Sleep easy when switching MySQL servers: benchmarking with sysbench and mk-query-digest

Our MySQL database servers are the heart and soul of lumosity.com’s Rails stack. Memcached helps a ton with serving up data that’s accessed very frequently, but in the end the database is the single most critical (and most complex) piece of our infrastructure.

This summer we decided that it was time to go through the semi-painful process of upgrading our trusty primary database server – which has been serving a thousand queries per second for the last 18 months without batting an eyelash – to a bigger, badder, more modern machine with larger and faster disks, more RAM, and faster processors. Like most engineering teams, we strongly prefer to add capacity before we encounter performance issues, so it was the right time to switch. We needed to prepare the site for our next 6+ months of growth.

Once the new machine was prepped and ready to go, we had an important question to answer:

“This machine certainly seems fast, but can we be sure that it can handle our production load? What if there’s a subtle issue with the RAID controller, or maybe an unexpected I/O issue with our MySQL configuration? What if we blow up the site???!!!”

We weren’t comfortable simply crossing our fingers and making the switch. With money and subscriber satisfaction on the line, we needed to be sure that it would be a smooth transition.

Sysbench - OLTP Workload

Baron Schwartz et al’s indispensable High Performance MySQL, 2nd Edition (hereafter referred to as HPM) has a fairly basic but good section on benchmarking MySQL. sysbench is one of the standard Linux benchmarking tools covered in his survey. I wanted a simple tool that could (1) find the upper bounds of I/O and transaction processing performance on the new database server and (2) allow us to compare these boundaries against the performance of our current database servers.

After installing sysbench using yum, I followed Baron’s lead in HPM and fired off a fairly sizable OLTP workload on each of the machines. This would provide a reasonable approximation of the I/O generated by a database server handling many concurrent requests in a Rails stack. The goal of this test was to determine the expected throughput (transactions per second) and per-request processing time that both generations of server could handle at their peak. My hypothesis was that db-new, all souped up with 2011 hardware, would smoke db-old and its 2009 hardware.

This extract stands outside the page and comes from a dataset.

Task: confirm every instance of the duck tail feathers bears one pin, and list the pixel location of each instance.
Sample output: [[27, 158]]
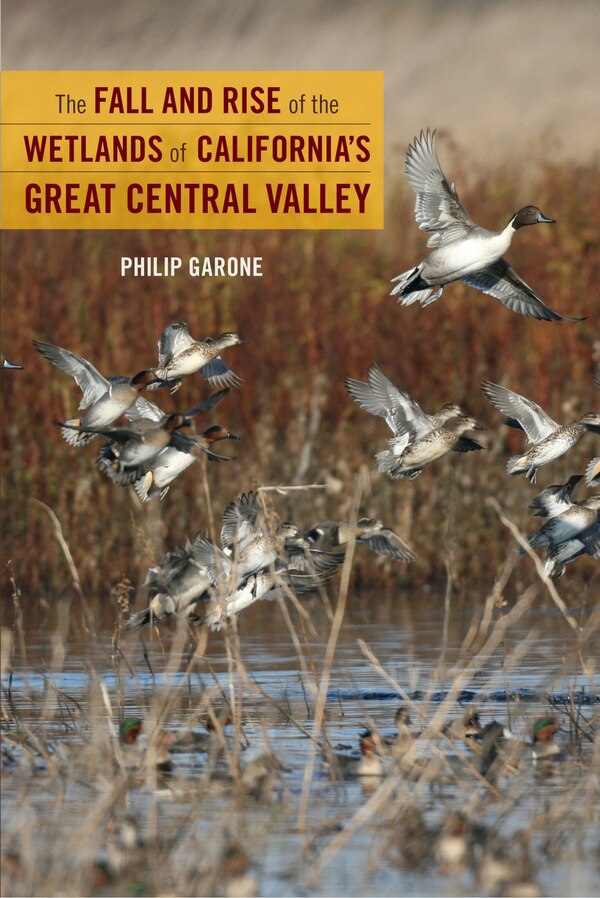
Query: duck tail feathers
[[76, 437], [518, 464]]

I executed the following commands (straight out of HPM) on db-new and db-old to push 60 seconds worth of requests through a 1M row table in 8 concurrent threads:

# sysbench --test=oltp --oltp-table-size=1000000 \
    --mysql-db=test --mysql-user=root prepare
# sysbench --test=oltp --db-driver=mysql --oltp-table-size=1000000 \
    --mysql-socket=/tmp/mysql.sock --mysql-db=test --mysql-user=root \
    --mysql-password=xxxxxxx --max-time=60 --oltp-read-only=on \
    --max-requests=0 --num-threads=8 run

The results from db-new:

OLTP test statistics:
queries performed:
read: 3925586
write: 0
other: 560798
total: 4486384
transactions: 280399 (4673.18 per sec.)
deadlocks: 0 (0.00 per sec.)
read/write requests: 3925586 (65424.48 per sec.)
other operations: 560798 (9346.35 per sec.)

Test execution summary:
total time: 60.0018s
total number of events: 280399
total time taken by event execution: 478.7724
per-request statistics:
min: 1.45ms
avg: 1.71ms
max: 6.62ms
approx. 95 percentile: 1.84ms

Threads fairness:
events (avg/stddev): 35049.8750/715.27
execution time (avg/stddev): 59.8465/0.01

And from db-old:

OLTP test statistics:
queries performed:
read: 2671536
write: 0
other: 381648
total: 3053184
transactions: 190824 (3180.28 per sec.)
deadlocks: 0 (0.00 per sec.)
read/write requests: 2671536 (44523.87 per sec.)
other operations: 381648 (6360.55 per sec.)

Test execution summary:
total time: 60.0023s
total number of events: 190824
total time taken by event execution: 478.7136
per-request statistics:
min: 2.14ms
avg: 2.51ms
max: 81.88ms
approx. 95 percentile: 2.71ms

Threads fairness:
events (avg/stddev): 23853.0000/177.37
execution time (avg/stddev): 59.8392/0.00

This was good news, but not unexpected – the 95th percentile request time is approximately 33% faster on db-new (1.84ms vs 2.71ms), and the throughput is about 150% higher (4673 transaction/sec vs 3180 transactions/sec.) Given the increase in CPU and I/O horsepower on db-new, I would have been disappointed with anything else!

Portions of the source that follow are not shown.